Клемонс кивает моим товарищам по предстоящему полету, и те уходят, направляясь, очевидно, в раздевалку, а Клемонс спрашивает меня:
– Все упаковано?
Я киваю, отодвигая свой стул от стола.
– Мои послеполетные вещи в ячейке. Там… Там еще и записка. Так, на всякий случай.
– Уж не сомневайся, красавица, все твои вещи я придержу до твоего возвращения. И записку, конечно же, тоже. – Клемонс засовывает руки в карманы, как будто толком не представляя, что с ними без сигары и делать.
Мы покидаем комнату и идем по коридору – возможно, это последний раз, когда я иду по этому коридору к раздевалкам. Фотограф поначалу семенит за нами, но останавливается на полпути, и я впервые благодарна судьбе за то, что я – все же женщина, которой суждено оказаться на борту.
В раздевалке двум моим товарищам-астронавтам ассистенты уже помогают облачиться в скафандры. Разумеется, я знакома с соответствующим регламентом, поскольку мои тренировки включали в себя и предстартовую подготовку.
Во мне все бьется и бьется одна-единственная фраза:
«Сегодня я отправляюсь в космос».
В относительной тишине я раздеваюсь и натягиваю длинное нижнее белье, которое будет облегать мою кожу бо́льшую часть предстоящего полета.
Ассистенты уже не раз одевали других астронавтов прежде, поэтому надобности заговаривать с ними у меня нет.
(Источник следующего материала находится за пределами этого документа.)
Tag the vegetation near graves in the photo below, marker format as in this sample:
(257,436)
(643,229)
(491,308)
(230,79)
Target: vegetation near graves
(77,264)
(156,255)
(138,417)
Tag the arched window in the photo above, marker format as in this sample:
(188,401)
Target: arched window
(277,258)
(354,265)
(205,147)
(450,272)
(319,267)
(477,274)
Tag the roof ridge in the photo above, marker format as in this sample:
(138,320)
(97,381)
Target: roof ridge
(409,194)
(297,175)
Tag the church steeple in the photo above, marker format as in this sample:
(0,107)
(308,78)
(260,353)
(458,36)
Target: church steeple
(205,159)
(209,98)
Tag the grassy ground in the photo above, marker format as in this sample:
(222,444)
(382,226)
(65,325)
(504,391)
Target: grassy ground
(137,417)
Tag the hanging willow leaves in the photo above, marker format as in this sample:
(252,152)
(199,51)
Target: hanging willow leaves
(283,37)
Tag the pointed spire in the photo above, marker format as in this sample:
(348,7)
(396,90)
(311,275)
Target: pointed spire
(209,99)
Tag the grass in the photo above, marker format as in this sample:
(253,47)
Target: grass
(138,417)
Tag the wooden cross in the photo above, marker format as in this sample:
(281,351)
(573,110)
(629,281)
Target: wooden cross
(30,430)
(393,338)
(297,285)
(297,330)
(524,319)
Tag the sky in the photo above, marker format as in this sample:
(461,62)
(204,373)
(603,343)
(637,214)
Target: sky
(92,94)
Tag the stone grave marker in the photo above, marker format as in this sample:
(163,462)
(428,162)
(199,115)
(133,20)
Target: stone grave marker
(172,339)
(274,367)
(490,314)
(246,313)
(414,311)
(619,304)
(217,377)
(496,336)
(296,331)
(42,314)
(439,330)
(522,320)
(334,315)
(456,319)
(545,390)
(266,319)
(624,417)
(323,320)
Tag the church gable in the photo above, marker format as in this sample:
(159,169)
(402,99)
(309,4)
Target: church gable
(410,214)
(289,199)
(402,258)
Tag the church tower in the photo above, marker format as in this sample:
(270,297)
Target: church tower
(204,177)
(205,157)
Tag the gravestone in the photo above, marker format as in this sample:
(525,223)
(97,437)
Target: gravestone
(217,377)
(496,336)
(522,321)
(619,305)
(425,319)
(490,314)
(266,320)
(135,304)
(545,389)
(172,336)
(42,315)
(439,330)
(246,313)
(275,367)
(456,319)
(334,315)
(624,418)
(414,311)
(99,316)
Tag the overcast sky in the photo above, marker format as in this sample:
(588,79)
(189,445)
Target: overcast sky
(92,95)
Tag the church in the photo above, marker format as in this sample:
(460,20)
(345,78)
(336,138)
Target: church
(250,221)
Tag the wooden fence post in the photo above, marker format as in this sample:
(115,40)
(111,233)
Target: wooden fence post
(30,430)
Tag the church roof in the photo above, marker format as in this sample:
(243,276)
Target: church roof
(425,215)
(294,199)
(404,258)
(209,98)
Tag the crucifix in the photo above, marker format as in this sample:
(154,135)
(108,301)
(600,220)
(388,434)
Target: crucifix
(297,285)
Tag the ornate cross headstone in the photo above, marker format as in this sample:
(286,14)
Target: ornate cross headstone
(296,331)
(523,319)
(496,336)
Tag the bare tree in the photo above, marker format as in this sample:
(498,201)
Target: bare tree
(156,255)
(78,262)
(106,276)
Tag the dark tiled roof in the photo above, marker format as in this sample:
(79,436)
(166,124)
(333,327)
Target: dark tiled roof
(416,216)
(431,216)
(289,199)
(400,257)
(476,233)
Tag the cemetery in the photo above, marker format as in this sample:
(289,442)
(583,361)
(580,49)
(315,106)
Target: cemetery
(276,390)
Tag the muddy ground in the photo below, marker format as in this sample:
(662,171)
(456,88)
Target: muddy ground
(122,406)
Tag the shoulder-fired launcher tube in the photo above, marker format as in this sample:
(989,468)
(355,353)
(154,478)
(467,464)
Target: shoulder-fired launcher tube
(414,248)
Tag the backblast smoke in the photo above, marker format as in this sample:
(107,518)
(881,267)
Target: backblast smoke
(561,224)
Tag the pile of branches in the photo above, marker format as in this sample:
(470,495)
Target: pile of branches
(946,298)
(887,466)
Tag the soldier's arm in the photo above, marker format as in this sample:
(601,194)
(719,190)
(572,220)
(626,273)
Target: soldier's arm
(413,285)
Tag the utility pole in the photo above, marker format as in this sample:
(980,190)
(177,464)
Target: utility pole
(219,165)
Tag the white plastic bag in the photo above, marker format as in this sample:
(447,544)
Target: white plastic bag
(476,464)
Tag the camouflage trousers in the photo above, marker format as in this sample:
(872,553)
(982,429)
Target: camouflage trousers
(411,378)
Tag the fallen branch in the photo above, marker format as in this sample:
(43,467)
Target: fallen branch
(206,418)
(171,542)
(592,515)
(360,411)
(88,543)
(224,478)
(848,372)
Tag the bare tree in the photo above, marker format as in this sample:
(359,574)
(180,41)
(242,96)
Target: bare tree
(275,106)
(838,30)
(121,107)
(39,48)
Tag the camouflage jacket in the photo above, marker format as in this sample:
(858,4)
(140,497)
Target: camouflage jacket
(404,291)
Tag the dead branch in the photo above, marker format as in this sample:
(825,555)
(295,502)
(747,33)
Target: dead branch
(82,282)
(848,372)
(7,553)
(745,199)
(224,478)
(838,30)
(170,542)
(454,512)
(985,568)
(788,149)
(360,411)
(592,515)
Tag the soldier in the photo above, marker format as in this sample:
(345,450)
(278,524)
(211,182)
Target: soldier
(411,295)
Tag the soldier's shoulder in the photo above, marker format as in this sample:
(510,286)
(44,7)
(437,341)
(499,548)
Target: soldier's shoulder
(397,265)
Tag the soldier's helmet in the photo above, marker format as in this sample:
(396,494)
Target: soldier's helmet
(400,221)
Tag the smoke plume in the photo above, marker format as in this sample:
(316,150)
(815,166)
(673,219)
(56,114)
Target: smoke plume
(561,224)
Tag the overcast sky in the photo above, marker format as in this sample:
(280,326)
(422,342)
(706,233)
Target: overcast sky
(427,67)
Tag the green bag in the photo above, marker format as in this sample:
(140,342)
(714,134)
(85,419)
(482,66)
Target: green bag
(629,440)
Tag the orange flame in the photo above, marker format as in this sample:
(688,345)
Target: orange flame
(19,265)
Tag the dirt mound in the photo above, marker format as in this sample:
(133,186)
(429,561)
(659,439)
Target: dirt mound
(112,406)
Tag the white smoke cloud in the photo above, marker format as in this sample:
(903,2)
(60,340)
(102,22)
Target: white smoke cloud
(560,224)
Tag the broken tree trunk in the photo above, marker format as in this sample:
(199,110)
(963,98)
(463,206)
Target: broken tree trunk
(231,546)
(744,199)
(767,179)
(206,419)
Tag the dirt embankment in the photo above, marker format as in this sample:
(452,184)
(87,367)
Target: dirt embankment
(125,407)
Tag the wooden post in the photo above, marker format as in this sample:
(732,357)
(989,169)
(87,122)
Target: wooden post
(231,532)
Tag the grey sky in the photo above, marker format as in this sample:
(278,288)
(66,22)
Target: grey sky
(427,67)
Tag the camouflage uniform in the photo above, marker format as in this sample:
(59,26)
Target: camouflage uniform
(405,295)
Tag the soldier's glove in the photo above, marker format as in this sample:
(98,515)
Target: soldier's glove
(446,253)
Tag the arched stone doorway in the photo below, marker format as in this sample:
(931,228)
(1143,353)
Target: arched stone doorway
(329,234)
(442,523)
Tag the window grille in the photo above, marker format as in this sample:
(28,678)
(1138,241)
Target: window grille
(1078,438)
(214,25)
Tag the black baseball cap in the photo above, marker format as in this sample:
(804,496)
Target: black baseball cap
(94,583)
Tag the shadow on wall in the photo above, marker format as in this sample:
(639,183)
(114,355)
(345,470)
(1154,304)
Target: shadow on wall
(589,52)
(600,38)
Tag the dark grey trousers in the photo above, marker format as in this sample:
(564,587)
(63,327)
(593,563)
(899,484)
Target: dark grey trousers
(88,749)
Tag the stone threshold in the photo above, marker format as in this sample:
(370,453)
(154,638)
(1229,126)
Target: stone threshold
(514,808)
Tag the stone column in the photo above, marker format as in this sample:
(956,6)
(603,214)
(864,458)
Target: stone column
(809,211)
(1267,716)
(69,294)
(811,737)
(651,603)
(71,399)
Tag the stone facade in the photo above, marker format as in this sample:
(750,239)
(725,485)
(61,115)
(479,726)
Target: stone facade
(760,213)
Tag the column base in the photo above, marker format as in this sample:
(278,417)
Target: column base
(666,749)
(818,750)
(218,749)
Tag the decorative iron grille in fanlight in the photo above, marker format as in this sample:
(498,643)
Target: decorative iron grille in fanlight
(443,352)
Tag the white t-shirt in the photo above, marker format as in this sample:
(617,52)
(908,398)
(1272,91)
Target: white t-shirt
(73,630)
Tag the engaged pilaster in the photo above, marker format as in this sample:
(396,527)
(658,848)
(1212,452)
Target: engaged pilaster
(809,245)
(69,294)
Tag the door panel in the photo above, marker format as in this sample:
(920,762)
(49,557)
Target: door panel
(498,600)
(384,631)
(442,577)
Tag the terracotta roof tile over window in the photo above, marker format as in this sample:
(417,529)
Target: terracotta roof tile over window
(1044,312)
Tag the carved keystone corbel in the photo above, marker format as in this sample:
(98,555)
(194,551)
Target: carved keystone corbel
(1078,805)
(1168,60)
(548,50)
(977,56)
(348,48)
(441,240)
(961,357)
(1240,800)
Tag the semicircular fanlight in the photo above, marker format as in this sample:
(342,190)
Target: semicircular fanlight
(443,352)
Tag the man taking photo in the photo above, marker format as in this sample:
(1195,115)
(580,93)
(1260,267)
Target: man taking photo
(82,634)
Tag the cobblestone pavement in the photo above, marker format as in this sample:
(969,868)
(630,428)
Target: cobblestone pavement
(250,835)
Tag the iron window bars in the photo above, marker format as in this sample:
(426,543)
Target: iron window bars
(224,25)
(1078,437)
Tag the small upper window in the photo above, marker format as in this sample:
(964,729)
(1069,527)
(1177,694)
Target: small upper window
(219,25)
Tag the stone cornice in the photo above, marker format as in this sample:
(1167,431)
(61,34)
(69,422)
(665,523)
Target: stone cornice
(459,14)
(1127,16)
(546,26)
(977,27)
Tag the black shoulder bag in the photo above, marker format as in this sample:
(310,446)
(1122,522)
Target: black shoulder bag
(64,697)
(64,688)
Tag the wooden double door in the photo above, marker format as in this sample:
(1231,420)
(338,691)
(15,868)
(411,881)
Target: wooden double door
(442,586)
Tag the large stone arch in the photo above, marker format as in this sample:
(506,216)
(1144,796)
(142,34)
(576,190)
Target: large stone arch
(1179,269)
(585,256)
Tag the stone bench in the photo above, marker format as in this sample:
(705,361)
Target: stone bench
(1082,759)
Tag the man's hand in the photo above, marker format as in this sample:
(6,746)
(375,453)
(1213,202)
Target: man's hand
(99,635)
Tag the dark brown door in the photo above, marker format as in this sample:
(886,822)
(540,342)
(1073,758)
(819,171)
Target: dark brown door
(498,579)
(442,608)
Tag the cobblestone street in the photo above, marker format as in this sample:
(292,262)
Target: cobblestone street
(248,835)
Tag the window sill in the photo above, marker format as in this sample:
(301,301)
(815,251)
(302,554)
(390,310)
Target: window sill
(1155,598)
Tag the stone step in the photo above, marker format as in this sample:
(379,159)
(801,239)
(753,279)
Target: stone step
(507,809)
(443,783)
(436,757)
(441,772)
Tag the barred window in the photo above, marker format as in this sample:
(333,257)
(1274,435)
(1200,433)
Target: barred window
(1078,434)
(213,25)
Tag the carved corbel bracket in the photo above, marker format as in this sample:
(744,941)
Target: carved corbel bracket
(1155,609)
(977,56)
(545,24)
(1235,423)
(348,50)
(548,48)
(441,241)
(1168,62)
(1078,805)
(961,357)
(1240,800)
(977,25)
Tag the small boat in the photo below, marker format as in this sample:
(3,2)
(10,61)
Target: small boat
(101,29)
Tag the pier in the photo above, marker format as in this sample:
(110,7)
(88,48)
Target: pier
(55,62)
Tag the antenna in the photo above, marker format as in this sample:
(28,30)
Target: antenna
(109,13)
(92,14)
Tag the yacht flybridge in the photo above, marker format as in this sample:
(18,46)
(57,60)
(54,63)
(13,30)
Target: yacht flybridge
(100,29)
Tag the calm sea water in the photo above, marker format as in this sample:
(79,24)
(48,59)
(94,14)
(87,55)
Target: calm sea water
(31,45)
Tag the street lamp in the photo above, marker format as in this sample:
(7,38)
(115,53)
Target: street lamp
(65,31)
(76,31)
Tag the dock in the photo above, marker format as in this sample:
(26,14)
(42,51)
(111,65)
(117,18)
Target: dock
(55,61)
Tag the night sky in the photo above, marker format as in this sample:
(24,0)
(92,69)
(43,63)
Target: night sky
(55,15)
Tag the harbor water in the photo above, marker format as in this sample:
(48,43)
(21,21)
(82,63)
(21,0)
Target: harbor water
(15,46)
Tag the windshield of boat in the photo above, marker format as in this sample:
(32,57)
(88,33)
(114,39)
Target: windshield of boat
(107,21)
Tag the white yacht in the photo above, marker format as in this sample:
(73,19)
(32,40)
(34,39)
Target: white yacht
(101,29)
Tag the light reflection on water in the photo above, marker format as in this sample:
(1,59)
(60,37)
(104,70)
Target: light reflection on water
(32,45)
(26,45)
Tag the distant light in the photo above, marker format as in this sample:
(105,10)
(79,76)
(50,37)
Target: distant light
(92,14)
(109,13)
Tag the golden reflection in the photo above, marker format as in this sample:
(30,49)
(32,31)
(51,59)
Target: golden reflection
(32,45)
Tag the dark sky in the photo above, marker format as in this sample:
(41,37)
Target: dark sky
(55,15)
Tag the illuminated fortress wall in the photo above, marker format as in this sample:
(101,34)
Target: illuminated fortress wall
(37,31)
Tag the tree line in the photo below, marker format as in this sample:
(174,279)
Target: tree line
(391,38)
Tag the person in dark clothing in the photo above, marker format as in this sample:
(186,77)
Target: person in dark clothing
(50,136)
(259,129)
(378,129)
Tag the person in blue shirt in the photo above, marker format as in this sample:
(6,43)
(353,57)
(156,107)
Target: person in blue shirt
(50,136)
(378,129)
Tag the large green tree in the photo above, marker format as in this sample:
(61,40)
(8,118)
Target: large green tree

Слава богу, они – профессионалы. Для того чтобы затащить меня в скафандр, требуются усилия аж троих. Скафандр спроектирован так, что будет защищать меня от непогоды – или, вернее, от отсутствия таковой – в космосе. Куда я и направляюсь сегодня.
Устроившись в кресле, я, уже облаченная в скафандр, смотрю прямо перед собой на бетонную стену, а мне же на голову натягивают шлем. Совершаю последние вдохи земной атмосферы, которой, очевидно, уже не наслажусь в течение ближайших восьми дней. Шлем на мне не новый, и кто-то, кто использовал его прежде, мыл голову шампунем «Белые плечи». Узнаю этот аромат, потому что именно «Белые плечи» и предпочитала моя бабушка.
Шлем со щелчком встает на предназначенное ему место, и радикально меняются воспринимаемые мною звуки. Этот шлем не просто приглушает доносящееся снаружи, как это делает шлем для полетов на реактивном самолете, а полностью его блокирует. А еще он отражает внутрь, пожалуй, даже усиливая, звуки моего собственного тела, и, кроме того, в относительной тишине до ушей моих весьма громко доносится шипение поступающей в скафандр консервированной кислородной смеси. Я ее вдыхаю медленно и осторожно. Смесь пованивает металлом. Я поднимаю обе плохо гнущиеся в космическом костюме руки и, сжав ладони в кулаки, выставляю сразу два больших пальца вверх.